Compound 1 (inventive)or compound 2 (prior art comparison) were compared to determine the advantage of using an amine group vs. a trialkoxy silane group to attach organic compounds. The test compound (Compound 1 or Compound 2) was dissolved in ethylacetate and treated with the reactive group benzoic anhydride, N-phenylmethylcarbmoyl chloride, 4-methoxyphenyl isocyanate, or phenyl chloroformate with one equivalent of triethylamine. The reaction was evaluated by HPLC and mass spectra to determine if an adduct between the reactive group and the functionalized PEG compound had occurred.
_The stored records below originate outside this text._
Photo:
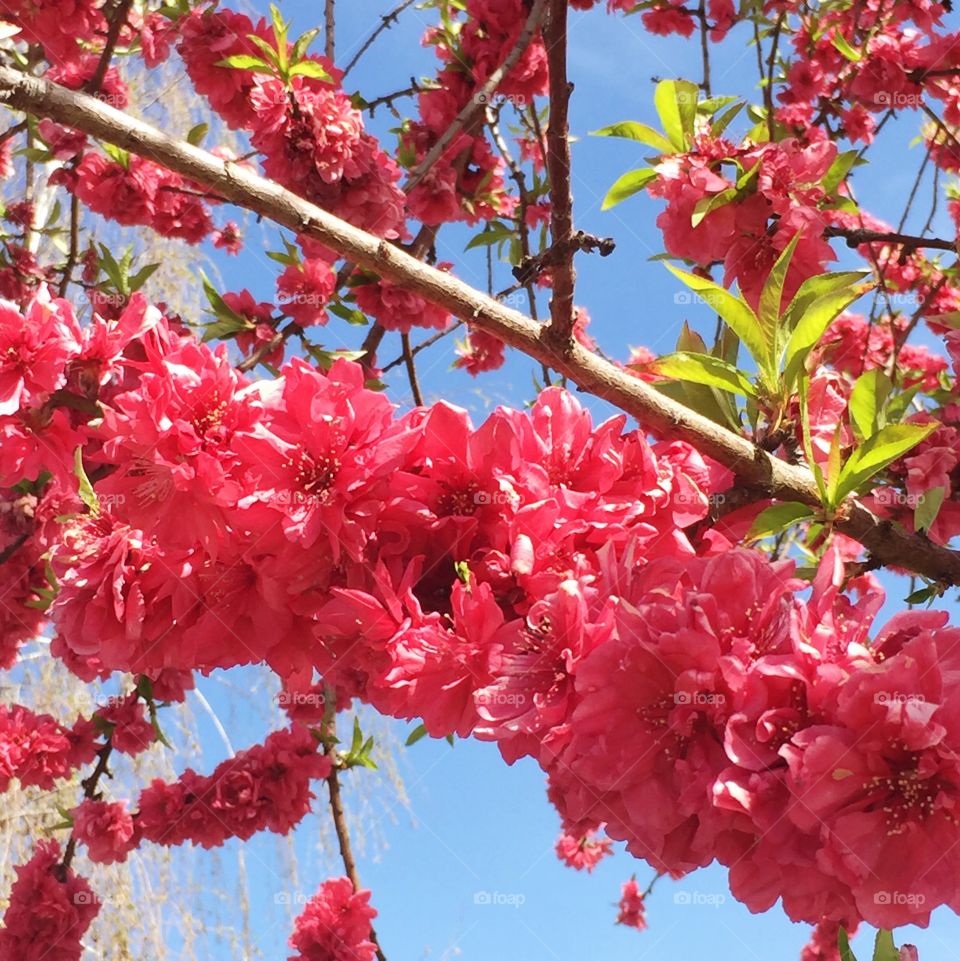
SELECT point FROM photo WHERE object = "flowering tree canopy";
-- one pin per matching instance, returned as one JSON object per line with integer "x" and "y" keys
{"x": 675, "y": 611}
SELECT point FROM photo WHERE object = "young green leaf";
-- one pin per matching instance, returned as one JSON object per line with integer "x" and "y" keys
{"x": 776, "y": 519}
{"x": 867, "y": 402}
{"x": 703, "y": 369}
{"x": 840, "y": 42}
{"x": 839, "y": 169}
{"x": 928, "y": 507}
{"x": 243, "y": 61}
{"x": 417, "y": 734}
{"x": 884, "y": 948}
{"x": 196, "y": 134}
{"x": 813, "y": 288}
{"x": 706, "y": 205}
{"x": 85, "y": 488}
{"x": 843, "y": 943}
{"x": 676, "y": 103}
{"x": 631, "y": 130}
{"x": 808, "y": 442}
{"x": 811, "y": 326}
{"x": 626, "y": 186}
{"x": 309, "y": 68}
{"x": 772, "y": 293}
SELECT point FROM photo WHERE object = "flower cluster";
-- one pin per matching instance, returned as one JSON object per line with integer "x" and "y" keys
{"x": 266, "y": 787}
{"x": 335, "y": 925}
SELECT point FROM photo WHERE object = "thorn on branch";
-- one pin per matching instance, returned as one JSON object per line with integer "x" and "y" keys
{"x": 530, "y": 268}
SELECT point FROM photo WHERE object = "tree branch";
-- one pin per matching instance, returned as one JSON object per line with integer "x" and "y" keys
{"x": 478, "y": 102}
{"x": 655, "y": 412}
{"x": 563, "y": 275}
{"x": 336, "y": 805}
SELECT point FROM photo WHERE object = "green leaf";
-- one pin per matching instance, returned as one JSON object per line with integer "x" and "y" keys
{"x": 303, "y": 44}
{"x": 777, "y": 518}
{"x": 280, "y": 35}
{"x": 309, "y": 68}
{"x": 884, "y": 948}
{"x": 494, "y": 233}
{"x": 417, "y": 734}
{"x": 721, "y": 123}
{"x": 711, "y": 105}
{"x": 840, "y": 42}
{"x": 834, "y": 464}
{"x": 117, "y": 154}
{"x": 142, "y": 276}
{"x": 922, "y": 595}
{"x": 676, "y": 103}
{"x": 196, "y": 134}
{"x": 772, "y": 293}
{"x": 631, "y": 130}
{"x": 810, "y": 328}
{"x": 814, "y": 288}
{"x": 843, "y": 943}
{"x": 867, "y": 401}
{"x": 706, "y": 205}
{"x": 243, "y": 61}
{"x": 703, "y": 369}
{"x": 876, "y": 453}
{"x": 808, "y": 443}
{"x": 626, "y": 186}
{"x": 733, "y": 309}
{"x": 928, "y": 507}
{"x": 85, "y": 488}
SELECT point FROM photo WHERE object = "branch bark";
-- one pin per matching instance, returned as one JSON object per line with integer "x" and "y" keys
{"x": 477, "y": 104}
{"x": 885, "y": 541}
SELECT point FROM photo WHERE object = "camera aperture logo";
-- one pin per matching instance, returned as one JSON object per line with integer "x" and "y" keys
{"x": 499, "y": 899}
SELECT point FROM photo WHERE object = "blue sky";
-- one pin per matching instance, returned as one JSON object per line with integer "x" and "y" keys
{"x": 474, "y": 825}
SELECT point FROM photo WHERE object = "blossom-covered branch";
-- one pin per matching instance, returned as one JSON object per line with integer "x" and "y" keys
{"x": 884, "y": 540}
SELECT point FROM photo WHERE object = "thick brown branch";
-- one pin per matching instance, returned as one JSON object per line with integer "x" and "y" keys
{"x": 562, "y": 274}
{"x": 656, "y": 413}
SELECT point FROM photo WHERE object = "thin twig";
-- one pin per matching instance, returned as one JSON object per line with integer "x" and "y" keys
{"x": 411, "y": 370}
{"x": 386, "y": 21}
{"x": 329, "y": 29}
{"x": 336, "y": 805}
{"x": 562, "y": 274}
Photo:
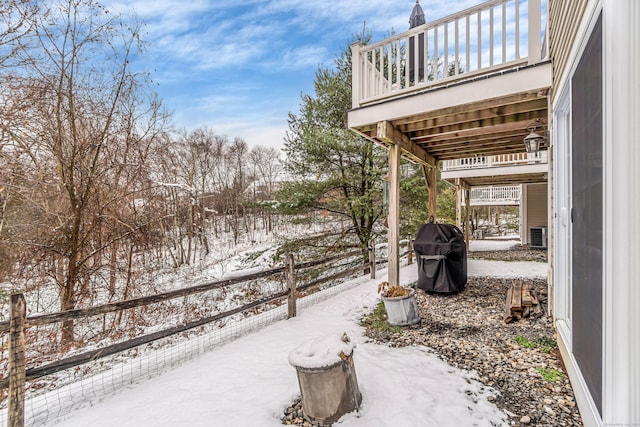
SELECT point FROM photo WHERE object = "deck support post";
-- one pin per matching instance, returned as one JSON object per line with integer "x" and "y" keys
{"x": 393, "y": 218}
{"x": 432, "y": 181}
{"x": 467, "y": 216}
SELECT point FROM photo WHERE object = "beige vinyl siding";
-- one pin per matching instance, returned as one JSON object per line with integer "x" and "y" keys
{"x": 537, "y": 205}
{"x": 564, "y": 19}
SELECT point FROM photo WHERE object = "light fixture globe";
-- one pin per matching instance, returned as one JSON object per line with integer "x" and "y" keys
{"x": 533, "y": 141}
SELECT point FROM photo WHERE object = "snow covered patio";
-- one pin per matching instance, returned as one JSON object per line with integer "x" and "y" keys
{"x": 249, "y": 382}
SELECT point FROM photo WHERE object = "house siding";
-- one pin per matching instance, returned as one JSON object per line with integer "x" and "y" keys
{"x": 564, "y": 20}
{"x": 537, "y": 214}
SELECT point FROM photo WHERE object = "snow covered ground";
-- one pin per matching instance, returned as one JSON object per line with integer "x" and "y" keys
{"x": 249, "y": 382}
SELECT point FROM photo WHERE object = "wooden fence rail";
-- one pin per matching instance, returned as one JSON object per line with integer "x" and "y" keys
{"x": 19, "y": 323}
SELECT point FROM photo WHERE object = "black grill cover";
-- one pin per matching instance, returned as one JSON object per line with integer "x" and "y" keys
{"x": 441, "y": 254}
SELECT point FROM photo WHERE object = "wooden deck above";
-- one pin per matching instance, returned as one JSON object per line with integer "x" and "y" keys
{"x": 475, "y": 93}
{"x": 483, "y": 116}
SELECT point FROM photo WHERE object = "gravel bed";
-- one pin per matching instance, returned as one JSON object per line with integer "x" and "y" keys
{"x": 468, "y": 331}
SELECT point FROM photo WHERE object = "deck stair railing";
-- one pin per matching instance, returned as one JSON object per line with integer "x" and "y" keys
{"x": 492, "y": 36}
{"x": 495, "y": 195}
{"x": 480, "y": 162}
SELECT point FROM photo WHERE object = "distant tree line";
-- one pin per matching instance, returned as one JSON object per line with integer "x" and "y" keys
{"x": 94, "y": 183}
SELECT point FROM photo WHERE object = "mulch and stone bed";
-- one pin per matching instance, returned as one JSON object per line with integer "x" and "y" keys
{"x": 519, "y": 360}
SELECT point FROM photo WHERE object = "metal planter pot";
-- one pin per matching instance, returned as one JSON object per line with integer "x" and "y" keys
{"x": 329, "y": 392}
{"x": 402, "y": 311}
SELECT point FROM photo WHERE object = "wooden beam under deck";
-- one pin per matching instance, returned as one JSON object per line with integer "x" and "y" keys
{"x": 388, "y": 134}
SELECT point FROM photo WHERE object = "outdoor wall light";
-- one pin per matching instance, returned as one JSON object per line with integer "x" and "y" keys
{"x": 533, "y": 140}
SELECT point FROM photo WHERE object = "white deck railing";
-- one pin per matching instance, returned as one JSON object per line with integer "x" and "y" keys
{"x": 497, "y": 195}
{"x": 481, "y": 162}
{"x": 491, "y": 36}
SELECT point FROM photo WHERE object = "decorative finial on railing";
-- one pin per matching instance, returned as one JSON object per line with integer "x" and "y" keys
{"x": 417, "y": 16}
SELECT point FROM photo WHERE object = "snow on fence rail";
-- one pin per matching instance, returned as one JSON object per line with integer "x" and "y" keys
{"x": 13, "y": 387}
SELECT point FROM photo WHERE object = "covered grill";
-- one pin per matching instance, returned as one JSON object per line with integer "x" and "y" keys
{"x": 441, "y": 254}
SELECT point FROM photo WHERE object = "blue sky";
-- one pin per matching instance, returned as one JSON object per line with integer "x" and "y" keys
{"x": 239, "y": 67}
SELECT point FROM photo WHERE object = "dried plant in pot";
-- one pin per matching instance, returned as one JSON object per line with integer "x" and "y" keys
{"x": 400, "y": 304}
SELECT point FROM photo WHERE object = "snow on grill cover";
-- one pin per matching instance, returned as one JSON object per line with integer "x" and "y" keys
{"x": 441, "y": 255}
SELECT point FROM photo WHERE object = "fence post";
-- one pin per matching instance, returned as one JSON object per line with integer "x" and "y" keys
{"x": 291, "y": 284}
{"x": 17, "y": 373}
{"x": 372, "y": 258}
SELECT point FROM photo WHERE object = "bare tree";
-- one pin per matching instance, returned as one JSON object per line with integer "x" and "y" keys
{"x": 268, "y": 167}
{"x": 86, "y": 122}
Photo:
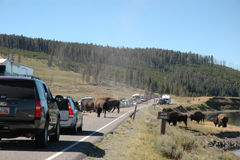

This Example compares the usefulness of a linking compound with a functional end group which is silane (compound 2) against the same material with an amine-functional end (compound 1), in place of the silane functional group. Neither compound has the acrylate on it, as that part of the molecule would behave in a similar fashion. As can be seen from the Table above, the present material with a particular backbone bearing amine or carboxyl reactive groups is more capable of reacting with a variety of materials than the same backbone bearing other reactive groups known in the art.
The invention has been described in detail with particular reference to certain preferred embodiments thereof, but it will be understood that variations and modifications can be effected within the spirit and scope of the invention.